Site of the current Spotted Dog restaurant between Main and Weaver streets in Carrboro. Courtesy of Art Menius

The caption of a 1940 Farm Security Administration photo of today’s Spotted Dog building, bisecting East Main and Weaver streets, reads “Carrboro is a desolate place since the mill shut down.”

That reminded me that just as Chapel Hill was a company town for the University, so was Carrboro for the Alberta Mills. Changing circumstances forced both communities to seek new identities.

Thinking about this forced me to write two things that some people may not want to read.

First, throughout changing times, Carrboro and Chapel Hill are two separate, easily distinguished towns.

Second, to build a future Carrboro that preserves its creative economy and maintains its middle class, Carrboro must adopt Robert Moses means to achieve Jane Jacobs ends. Moses was the mid-20th century public works czar of New York City who met his Waterloo in the form of community activist Jacobs.

Carrboro meandered as a bedroom community before hitting its stride as a hub of the arts, creativity, and community in the 1980s. That stride became a tide that made Carrboro the envy of many. While its population increased fourfold over as many decades, its downtown became a model of walkability featuring locally owned businesses; a small town feel with a welcome, tolerant spirit, and liberal politics that contrast greatly with its history. The mill town west of Greensboro Street and north of Weaver became one of the most desirable historic neighborhoods in the Triangle.

Succeeding as a town that believes in the small shops and the arts as economic driver, Carrboro has to confront a serious downside – gentrification.

Uncritical preservationism is the handmaiden of gentrification, just as uncontrolled growth destroys community. Carrboro has become one of the most expensive, densely settled places in the state. With inventory restricted by height limits and much of the rental property seized by transient students, permanent residency has grown limited to only the least and most affluent, just as Jay Wright Forrester predicted.

Before it becomes too late, Carrboro can apply its amazing brainpower and good intentions to change course. In so doing, Carrboro would become a model for preserving the middle class and locally owned businesses. That requires thinking not about fixing a problem, but in imagining the future Carrboro and then take steps that build that place.

As Canadian planning guru Bob Lehman writes “planning by the people is the future.” This process requires many voices and forces confrontation of some hard realities. Carrboro too often becomes where businesses like Strata Solar start, then leave. Even renowned institutions like Cat’s Cradle find market rate rentals in its hometown prohibitive. Development to the north and south has stretched the town away from its heartbeat and crown jewel of a walkable, authentic downtown.

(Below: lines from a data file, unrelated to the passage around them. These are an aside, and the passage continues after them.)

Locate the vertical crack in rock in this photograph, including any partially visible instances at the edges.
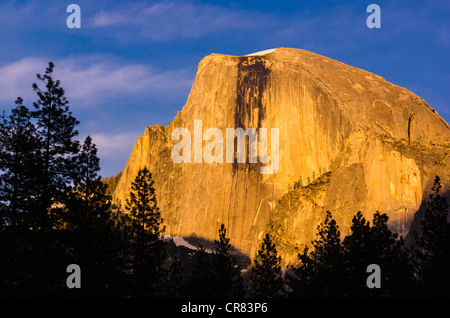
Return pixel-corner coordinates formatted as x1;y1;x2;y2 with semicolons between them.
408;113;415;143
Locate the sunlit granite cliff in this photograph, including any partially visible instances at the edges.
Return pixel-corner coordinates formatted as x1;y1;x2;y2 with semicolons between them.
113;48;450;263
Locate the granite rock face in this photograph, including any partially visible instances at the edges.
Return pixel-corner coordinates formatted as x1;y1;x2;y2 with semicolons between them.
113;48;450;263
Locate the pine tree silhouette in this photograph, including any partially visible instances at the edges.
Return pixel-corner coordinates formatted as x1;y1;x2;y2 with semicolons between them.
62;136;126;296
0;64;131;297
341;211;373;297
165;255;184;297
371;211;413;297
415;175;450;296
31;61;80;232
248;233;284;298
0;98;37;292
183;245;214;297
311;211;344;297
64;136;112;232
0;98;39;229
210;223;243;297
0;93;75;297
125;167;166;297
286;245;315;297
287;211;344;297
342;211;413;297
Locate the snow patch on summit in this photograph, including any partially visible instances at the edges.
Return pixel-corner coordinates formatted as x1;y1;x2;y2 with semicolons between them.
245;49;276;56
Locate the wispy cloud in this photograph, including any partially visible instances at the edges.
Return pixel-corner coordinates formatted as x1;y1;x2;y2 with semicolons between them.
91;1;274;41
0;57;45;105
0;53;195;177
74;131;141;176
88;131;138;161
0;55;193;108
55;55;193;105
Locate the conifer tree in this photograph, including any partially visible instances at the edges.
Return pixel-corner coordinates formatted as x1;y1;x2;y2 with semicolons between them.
342;211;413;297
183;246;214;297
0;62;82;295
287;211;344;297
341;211;374;296
0;99;41;294
415;175;450;296
0;98;39;229
60;136;126;296
286;245;315;298
313;211;342;262
371;211;413;296
31;61;80;231
125;167;166;297
165;256;184;297
248;233;284;298
310;211;344;297
182;225;244;298
210;223;243;297
64;136;112;233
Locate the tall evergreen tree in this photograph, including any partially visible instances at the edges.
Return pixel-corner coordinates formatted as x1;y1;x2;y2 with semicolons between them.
286;245;315;298
341;211;374;297
183;245;214;298
371;211;413;297
287;211;344;297
248;233;284;298
342;211;413;297
0;98;39;229
0;99;40;291
62;136;126;297
125;167;166;297
0;62;82;295
31;61;80;231
415;175;450;296
184;224;243;298
64;136;112;233
210;223;243;297
165;255;184;298
310;211;344;297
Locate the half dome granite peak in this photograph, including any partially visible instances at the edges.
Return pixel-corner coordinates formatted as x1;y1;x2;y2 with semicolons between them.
113;47;450;264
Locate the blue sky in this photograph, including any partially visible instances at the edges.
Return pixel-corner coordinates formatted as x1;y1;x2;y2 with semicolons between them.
0;0;449;177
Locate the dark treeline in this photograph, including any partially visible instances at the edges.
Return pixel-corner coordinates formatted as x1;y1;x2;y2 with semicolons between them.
247;175;450;299
1;62;450;298
243;174;450;298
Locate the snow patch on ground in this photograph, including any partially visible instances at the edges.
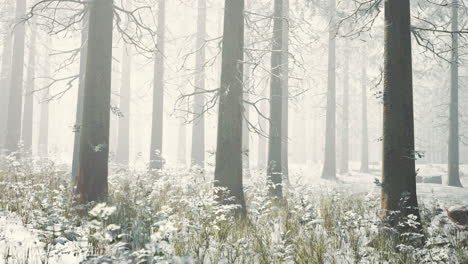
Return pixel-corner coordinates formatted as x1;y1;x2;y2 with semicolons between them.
294;162;468;204
0;212;44;263
0;212;86;263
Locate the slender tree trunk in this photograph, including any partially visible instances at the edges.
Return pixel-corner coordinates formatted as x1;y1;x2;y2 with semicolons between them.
191;0;206;170
76;0;114;202
21;23;37;153
150;0;165;171
214;0;246;213
178;118;187;166
305;97;312;165
321;0;336;179
281;0;289;181
309;116;316;163
360;54;369;173
4;0;26;154
258;87;267;169
38;52;50;158
295;109;307;164
38;86;50;158
0;22;13;150
116;44;132;166
267;0;284;199
382;0;422;229
72;15;89;179
109;59;119;156
447;0;463;187
464;138;468;165
340;48;349;174
243;0;251;177
242;89;250;177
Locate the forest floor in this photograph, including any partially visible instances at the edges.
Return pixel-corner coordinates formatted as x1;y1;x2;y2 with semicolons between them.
299;162;468;204
0;158;467;263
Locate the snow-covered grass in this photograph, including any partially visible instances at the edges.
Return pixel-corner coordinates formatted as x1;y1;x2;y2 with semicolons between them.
0;155;467;263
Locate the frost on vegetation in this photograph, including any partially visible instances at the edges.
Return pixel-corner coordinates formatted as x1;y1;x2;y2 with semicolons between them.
0;155;467;263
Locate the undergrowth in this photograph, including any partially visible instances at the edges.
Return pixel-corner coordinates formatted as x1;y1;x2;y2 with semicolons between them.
0;153;467;263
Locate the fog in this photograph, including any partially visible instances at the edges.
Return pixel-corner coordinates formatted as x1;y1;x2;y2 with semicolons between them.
4;4;464;168
0;0;467;263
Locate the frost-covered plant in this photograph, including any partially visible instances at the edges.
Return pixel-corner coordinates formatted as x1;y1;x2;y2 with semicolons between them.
1;157;468;264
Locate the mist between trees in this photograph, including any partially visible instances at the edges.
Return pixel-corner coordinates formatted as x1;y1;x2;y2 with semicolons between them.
0;0;467;262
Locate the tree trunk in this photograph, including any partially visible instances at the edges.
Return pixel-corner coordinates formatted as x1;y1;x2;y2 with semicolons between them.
258;87;267;169
191;0;206;171
360;54;369;173
38;56;50;158
340;48;349;174
321;0;337;180
21;23;37;153
72;15;89;179
76;0;114;202
214;0;246;213
382;0;422;229
447;0;463;187
4;0;26;154
281;0;289;181
242;90;250;177
178;118;186;166
150;0;165;171
267;0;284;199
116;44;132;166
464;142;468;165
0;21;13;150
243;0;251;178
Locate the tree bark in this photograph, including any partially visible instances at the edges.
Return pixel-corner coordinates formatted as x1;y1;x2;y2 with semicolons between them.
75;0;114;202
258;87;267;169
116;44;132;166
281;0;289;181
38;48;50;158
382;0;422;229
214;0;246;213
321;0;337;180
150;0;165;171
4;0;26;154
178;118;186;166
447;0;463;187
72;14;89;179
242;87;250;177
21;23;37;153
340;47;349;174
191;0;206;171
360;54;369;173
0;21;13;150
243;0;251;178
267;0;284;199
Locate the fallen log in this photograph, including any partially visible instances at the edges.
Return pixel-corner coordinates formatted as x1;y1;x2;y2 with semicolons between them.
447;205;468;226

Carrboro will have to use all the tools at its disposal, knowing that supply alone will not address the problem. A pure supply-side approach would only produce more housing for students and the rich. Instead, the town, nonprofits, for-profits, and Fourth Sector businesses could collaborate within a public policy framework to create the needed facilities and infrastructure. Developers could be convinced by advantageous tax incentives and funding from social impact bonds, local banks, and the revolving loan pool to accept rent controls that ensure affordable housing and small business space.

Businesses and residences could further benefit from a geothermal District Heating System providing inexpensive, earth-friendly heating. A sustainable Carrboro needs genuinely local banks, prompted into existence by public policy. Joining them could be a social enterprise lending pool and a local stock exchange, facilitating local investing. The local business base and currency keeps a high percentage of local money multiplying in the community.

Intelligent development preserving the character of Carrboro’s historical and natural features requires a new way of approaching zoning that encourages multi-use and diverse neighborhoods rather than rigid use-based divisions. A one-size-fits-all limit on building height is not smart. In the mill town or 100 block of East Main two stories fits best. In Rogers-Triem hollow ten stories might not be out of scale. In the 200-300 block of East Main five floors could be the limit along the street and seven set further back.

Affordable middle class housing has to be equal to the other housing rather than merely resembling neighboring houses or being in the same complex. In order to ensure ample affordable space for the middle class, Carrboro would need its own affordability index with the percentage of median income qualifying for such housing regularly adjusted to fit changing conditions. Tiny houses infill within historically residential areas could also increase single-family housing and ensure affordability using scope and scale.

While sketching concepts proves easy, working the process will be hard. Avoiding that work, however, will send Carrboro down the path to being just another Cary.